Calla. No quiere hablar más. Siente que ha desfogado su frustración en medio de personas que no lo vamos a juzgar por lo que piensa porque, realmente, hay una justificación pues de víctima directa ha sido revictimizada por las circunstancias de un proceso que apenas comienza pero sobre el cual no ven muchas esperanzas.
Tiene mucha razón el señor Solís. Llegar a la verdad es uno de los principios más difíciles de acatar por los actores de la guerra. Los colombianos vimos, leímos y sentimos el sufrimiento de miles de personas sacadas de su entorno por esa maldita guerra.
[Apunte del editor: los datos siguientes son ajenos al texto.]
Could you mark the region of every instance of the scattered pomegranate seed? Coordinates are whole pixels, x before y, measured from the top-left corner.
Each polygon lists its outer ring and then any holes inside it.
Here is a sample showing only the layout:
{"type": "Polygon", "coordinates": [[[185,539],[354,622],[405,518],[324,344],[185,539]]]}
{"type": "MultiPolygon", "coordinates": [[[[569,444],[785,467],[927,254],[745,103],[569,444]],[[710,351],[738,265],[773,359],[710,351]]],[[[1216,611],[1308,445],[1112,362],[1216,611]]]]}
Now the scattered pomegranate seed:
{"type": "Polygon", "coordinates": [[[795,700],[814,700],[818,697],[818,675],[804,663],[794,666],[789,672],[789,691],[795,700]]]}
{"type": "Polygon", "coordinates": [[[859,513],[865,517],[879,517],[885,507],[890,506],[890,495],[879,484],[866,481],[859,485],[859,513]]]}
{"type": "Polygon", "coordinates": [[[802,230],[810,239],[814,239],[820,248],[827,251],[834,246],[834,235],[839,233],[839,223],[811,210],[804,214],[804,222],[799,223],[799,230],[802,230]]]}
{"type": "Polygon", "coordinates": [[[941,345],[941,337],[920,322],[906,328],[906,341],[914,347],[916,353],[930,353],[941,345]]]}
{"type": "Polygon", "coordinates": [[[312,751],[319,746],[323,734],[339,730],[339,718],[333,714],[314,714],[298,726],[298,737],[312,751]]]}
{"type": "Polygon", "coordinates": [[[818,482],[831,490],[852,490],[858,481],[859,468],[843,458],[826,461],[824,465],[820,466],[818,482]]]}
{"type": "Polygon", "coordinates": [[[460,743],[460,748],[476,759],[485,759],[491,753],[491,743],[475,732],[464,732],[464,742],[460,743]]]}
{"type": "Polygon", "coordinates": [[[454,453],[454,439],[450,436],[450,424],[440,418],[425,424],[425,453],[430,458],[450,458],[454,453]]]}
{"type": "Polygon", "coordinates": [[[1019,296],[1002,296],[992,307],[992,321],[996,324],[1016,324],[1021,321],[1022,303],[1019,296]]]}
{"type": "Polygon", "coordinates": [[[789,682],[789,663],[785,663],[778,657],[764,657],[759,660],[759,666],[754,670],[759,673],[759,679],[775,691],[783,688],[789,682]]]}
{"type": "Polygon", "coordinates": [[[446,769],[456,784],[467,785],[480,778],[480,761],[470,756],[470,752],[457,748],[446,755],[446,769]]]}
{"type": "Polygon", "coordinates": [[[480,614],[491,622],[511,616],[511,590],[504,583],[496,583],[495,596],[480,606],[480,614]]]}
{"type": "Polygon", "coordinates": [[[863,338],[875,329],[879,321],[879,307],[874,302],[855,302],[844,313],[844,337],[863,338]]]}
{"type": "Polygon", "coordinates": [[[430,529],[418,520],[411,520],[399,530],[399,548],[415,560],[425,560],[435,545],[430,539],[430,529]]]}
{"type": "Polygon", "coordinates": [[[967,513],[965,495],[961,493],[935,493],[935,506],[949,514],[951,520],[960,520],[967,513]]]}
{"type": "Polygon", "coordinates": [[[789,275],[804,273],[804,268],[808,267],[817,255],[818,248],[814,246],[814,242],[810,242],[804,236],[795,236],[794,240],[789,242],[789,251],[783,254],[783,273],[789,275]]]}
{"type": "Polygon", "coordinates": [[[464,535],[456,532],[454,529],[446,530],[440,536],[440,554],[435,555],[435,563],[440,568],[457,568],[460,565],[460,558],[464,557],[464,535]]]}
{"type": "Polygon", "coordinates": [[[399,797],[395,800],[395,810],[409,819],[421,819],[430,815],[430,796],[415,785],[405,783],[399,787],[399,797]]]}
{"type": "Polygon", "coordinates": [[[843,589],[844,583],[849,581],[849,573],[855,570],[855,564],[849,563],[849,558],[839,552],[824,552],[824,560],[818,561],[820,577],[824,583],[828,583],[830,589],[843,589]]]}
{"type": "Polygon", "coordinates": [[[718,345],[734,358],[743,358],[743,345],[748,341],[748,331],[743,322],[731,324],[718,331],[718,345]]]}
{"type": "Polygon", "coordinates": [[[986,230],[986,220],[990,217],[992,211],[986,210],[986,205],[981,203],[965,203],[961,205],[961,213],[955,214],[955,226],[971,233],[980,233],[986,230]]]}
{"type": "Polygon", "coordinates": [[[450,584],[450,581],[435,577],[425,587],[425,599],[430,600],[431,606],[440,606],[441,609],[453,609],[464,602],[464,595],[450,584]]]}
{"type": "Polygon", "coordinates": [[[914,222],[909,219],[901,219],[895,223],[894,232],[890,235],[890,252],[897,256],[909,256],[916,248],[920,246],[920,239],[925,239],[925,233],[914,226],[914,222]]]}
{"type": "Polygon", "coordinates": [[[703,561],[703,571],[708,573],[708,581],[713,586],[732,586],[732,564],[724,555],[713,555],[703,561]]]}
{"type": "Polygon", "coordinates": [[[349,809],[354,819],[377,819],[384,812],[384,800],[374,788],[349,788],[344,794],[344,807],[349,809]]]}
Los actores armados tenían sus campos de concentración donde violentaron todos los derechos humanos y arrasaron con contenidos mínimos de los códigos del Derecho Internacional Humanitario: personas civiles secuestradas por años sin poder comunicarse con sus familias, entre ellos decenas de militares en barracas inmundas que recordaban los campos de concentración Nazi; la implantación de minas en campos agrícolas con grandes afectaciones a los campesinos; voladuras de oleoductos; otros actores del conflicto, la contraparte de la guerrilla violentando comunidades, violando mujeres, asesinando indefensos campesinos frente a sus familiares. Estos últimos asesinos recibían el apoyo de los dueños de la economía, del mismo Estado. Las fuerzas armadas (no todas, por supuesto) asesinando inocentes que hacían pasar por guerrilleros para justificar la ignominia de algunos ascensos o reconocimientos de medallas o recibir algunas canonjías.
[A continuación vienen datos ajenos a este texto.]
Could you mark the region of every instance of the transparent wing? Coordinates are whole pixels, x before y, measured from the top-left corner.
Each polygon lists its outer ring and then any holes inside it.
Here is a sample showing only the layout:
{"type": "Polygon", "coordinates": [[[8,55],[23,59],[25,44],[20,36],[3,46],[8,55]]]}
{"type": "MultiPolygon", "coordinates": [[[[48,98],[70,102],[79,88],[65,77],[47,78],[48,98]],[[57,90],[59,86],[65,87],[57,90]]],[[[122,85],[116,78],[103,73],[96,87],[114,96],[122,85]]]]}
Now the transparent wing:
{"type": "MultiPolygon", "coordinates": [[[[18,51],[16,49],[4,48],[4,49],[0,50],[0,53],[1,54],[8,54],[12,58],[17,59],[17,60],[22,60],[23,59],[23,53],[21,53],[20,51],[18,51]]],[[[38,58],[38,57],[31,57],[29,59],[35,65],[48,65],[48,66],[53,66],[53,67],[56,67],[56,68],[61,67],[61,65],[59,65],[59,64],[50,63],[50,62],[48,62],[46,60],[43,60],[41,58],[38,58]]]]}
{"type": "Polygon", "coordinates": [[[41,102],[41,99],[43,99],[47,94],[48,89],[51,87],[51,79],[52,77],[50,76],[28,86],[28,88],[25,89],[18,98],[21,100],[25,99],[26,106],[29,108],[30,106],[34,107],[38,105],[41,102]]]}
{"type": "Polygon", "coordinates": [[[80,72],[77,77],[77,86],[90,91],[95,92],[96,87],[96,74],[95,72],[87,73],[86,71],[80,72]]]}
¿Cómo olvidar el carro bomba explotado en la Escuela de policía donde unos jóvenes inermes se formaban como oficiales para el servicio del Estado? La perfidia, prohibida por el DIH, hizo carrera en Colombia y fue utilizada por todos los actores del conflicto, empezando por el mismo Estado.
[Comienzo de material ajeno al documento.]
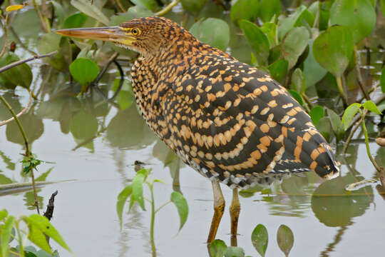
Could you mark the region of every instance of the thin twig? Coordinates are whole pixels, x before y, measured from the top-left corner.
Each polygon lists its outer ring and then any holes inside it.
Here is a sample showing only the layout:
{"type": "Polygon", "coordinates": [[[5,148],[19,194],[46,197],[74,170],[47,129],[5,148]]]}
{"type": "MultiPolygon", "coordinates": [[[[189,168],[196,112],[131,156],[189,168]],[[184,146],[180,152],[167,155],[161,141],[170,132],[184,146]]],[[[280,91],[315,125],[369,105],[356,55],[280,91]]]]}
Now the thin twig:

La barbarie cometida lleva a la venganza, a la vindicta y esta es el camino expedito para la ignominia, la injusticia de un Estado que no opera por una justicia incapaz, al menos, de llenar o cumplir con un elemento mínimo que aliviaría el odio de todos aquellos que han sufrido el impacto de la guerra: la reparación.
Si se aligera el proceso de reparación con equidad, quienes han sufrido directamente la ignominia del conflicto armado pueden perdonar. Lo que no podemos exigir es el olvido, pues nadie olvida a sus seres cobardemente asesinados, violentados. Así entiendo el caso del señor Solís que es el mismo de miles de personas afectados por la vil guerra que entristece a nuestra Colombia.
POST SCRRIPTUM: “La historia no es una narración única, sino miles de narraciones alternativas. Siempre que decidimos contar una, también decidimos silenciar otras”. 2
- Nombre cambiado para proteger la identidad de quien da el testimonio.